Cinema
A Venezia 72 arriva il film di Celestini che non piace al Coisp
A Venezia oggi è anche il giorno di Ascanio Celestini. L’attore e regista arriva al Lido con il suo “Viva la sposa”. Girato per le strade della Roma che Celestini vive e frequenta quotidianamente, il film racconta intrecciate storie di vita di “poveri cristi”.
Il primo di questi ultimi è Nicola, interpretato dallo stesso regista, che passa il tempo bevendo e fingendo che stia smettendo di bere. “Viva la sposa” è la sua storia e di tanti altri personaggi che incontra per destino o per caso, come in un road movie. Perciò è anche la storia di Sabatino che truffa le assicurazioni provocando incidenti, ma un giorno è ubriaco e l’incidente diventa mortale. È la storia di Salvatore, figlio di Anna e forse anche di Nicola, ma Anna è una prostituta e non lo sa chi è il padre di suo figlio. Invece il padre di Nicola è morto da tempo e lui se lo sogna ancora, la madre è una donna piccola e prima di morire vorrebbe che suo figlio sposasse Sofia (Alba Rohrwacher), che si chiama così perché il padre avrebbe voluto che fosse come la Loren nel film di De Sica. Sofia dice che scappa in Spagna con l’amica. Lo dice, ma poi resta a Cinecittà. È la storia dell’Abruzzese che fa il carrozziere, però anche il parcheggiatore notturno.
Ma quella raccontata da Celestini è anche la storia di Sasà che una notte finirà peggio di tutti nella stanza di una questura di periferia, proprio come Giuseppe Uva (ndr, il carpentiere morto il 14 giugno 2008 dopo un fermo di polizia e successivo Tso, in una caserma di Varese). Riferimento, quest’ultimo, che non ha messo al riparo il film dalle parole di Franco Maccari, Segretario Generale del Coisp – Coordinamento per l’indipendenza sindacale delle forze di polizia, che ha indirizzato una durissima lettera al regista: “Il suo film fa schifo, signor Celestini, glielo diciamo senza averlo visto, senza mai aver fatto gli attori, senza mai aver fatto un minuto di regia o di teatro. Il suo film è orrendamente dozzinale… la sua opera, scusi il termine un po’ forte, fa cagare… lei recita come un cane e dietro la macchina da presa fa ancora più pena”.
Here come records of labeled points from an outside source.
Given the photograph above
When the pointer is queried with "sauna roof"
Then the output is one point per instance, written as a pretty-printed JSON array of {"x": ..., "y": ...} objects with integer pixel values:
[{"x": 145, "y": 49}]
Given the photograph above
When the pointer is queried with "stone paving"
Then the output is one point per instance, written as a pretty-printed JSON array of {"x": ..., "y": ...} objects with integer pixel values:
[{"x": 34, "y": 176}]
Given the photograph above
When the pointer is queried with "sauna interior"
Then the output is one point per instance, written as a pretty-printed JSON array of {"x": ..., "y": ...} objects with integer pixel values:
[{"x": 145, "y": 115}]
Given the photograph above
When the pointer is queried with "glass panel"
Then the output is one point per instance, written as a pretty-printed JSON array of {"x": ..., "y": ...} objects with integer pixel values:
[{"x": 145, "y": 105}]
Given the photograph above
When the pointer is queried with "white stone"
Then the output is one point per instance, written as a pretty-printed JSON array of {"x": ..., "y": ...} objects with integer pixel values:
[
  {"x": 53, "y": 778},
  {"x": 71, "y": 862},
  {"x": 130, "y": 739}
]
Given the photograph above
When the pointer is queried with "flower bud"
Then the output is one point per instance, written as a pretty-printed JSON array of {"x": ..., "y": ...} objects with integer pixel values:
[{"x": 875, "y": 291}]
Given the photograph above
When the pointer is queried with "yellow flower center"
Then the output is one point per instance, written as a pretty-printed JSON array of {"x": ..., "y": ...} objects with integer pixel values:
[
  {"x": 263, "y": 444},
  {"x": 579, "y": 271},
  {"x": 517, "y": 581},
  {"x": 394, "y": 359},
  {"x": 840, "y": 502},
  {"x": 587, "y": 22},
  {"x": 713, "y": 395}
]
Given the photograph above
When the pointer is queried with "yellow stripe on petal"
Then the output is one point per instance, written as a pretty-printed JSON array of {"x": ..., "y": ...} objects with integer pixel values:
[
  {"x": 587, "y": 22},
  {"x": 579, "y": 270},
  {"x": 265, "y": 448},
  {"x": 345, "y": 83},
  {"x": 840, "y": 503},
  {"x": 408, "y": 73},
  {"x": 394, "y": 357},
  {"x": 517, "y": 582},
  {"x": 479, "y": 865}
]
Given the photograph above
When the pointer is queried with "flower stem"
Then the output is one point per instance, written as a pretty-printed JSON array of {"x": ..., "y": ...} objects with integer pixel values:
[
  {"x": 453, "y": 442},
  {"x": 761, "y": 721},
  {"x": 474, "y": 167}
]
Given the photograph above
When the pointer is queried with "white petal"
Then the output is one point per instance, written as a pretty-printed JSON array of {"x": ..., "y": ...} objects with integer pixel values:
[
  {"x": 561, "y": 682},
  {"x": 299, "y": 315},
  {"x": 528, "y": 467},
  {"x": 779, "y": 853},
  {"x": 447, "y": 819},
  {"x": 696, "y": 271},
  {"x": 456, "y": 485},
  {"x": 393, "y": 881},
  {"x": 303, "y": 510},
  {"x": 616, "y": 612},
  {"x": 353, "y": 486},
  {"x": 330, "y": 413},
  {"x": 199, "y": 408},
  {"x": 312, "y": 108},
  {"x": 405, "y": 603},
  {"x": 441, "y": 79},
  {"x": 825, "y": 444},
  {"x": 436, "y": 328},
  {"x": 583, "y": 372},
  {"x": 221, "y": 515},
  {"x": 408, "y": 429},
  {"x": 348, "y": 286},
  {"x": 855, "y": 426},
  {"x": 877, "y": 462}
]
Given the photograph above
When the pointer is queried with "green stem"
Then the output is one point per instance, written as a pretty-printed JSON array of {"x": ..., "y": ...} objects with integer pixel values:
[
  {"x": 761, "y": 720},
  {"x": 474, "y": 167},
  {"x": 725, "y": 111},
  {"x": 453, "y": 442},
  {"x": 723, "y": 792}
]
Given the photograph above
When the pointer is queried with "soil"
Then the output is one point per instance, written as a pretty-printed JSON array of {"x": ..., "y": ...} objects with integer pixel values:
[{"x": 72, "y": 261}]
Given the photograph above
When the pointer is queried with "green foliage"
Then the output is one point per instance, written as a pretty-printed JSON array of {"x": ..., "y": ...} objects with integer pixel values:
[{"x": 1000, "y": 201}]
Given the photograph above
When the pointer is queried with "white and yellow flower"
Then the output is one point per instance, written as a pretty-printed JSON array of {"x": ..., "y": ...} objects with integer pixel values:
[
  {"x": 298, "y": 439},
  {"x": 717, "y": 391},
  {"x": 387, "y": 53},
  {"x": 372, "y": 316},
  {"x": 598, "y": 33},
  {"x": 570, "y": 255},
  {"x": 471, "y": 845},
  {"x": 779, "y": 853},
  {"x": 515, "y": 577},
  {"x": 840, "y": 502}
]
Una presa di posizione forte, quella del sindacato, che dimostra ancora una volta come non si percorra la strada giusta nel superare l’ormai continua guerra mediatica e di valore tra forze dell’ordine e cittadini. La preoccupazione del Coisp sembra essere quella che il film di Celestini, colpevole di esprimere troppo spesso giudizi sull’operato delle forze di polizia anche attraverso il suo blog, possa condizionare l’opinione pubblica su un caso delicato come quello di Giuseppe Uva, perché (sempre secondo Maccari) sarebbe ora di smetterla con certe “manfrine su tutti coloro che sono morti nelle mani dello Stato perché ne sono pieni i titoli dei giornali”. Quella del Coisp è una lettera che parla esplicitamente la lingua dell’insulto, e si fa vanto di non conoscere l’opera che però condanna e giudica, e questo trova poca giustificazione, arrivando da chi dovrebbe rappresentare la legalità e spingere affinchè il dibattito su una questione così delicata come quella delle morti di stato divenga civile e costruttivo. Ma davvero i molti agenti che tutti i giorni vestono la divisa e operano per il bene collettivo si sentono così rappresentati?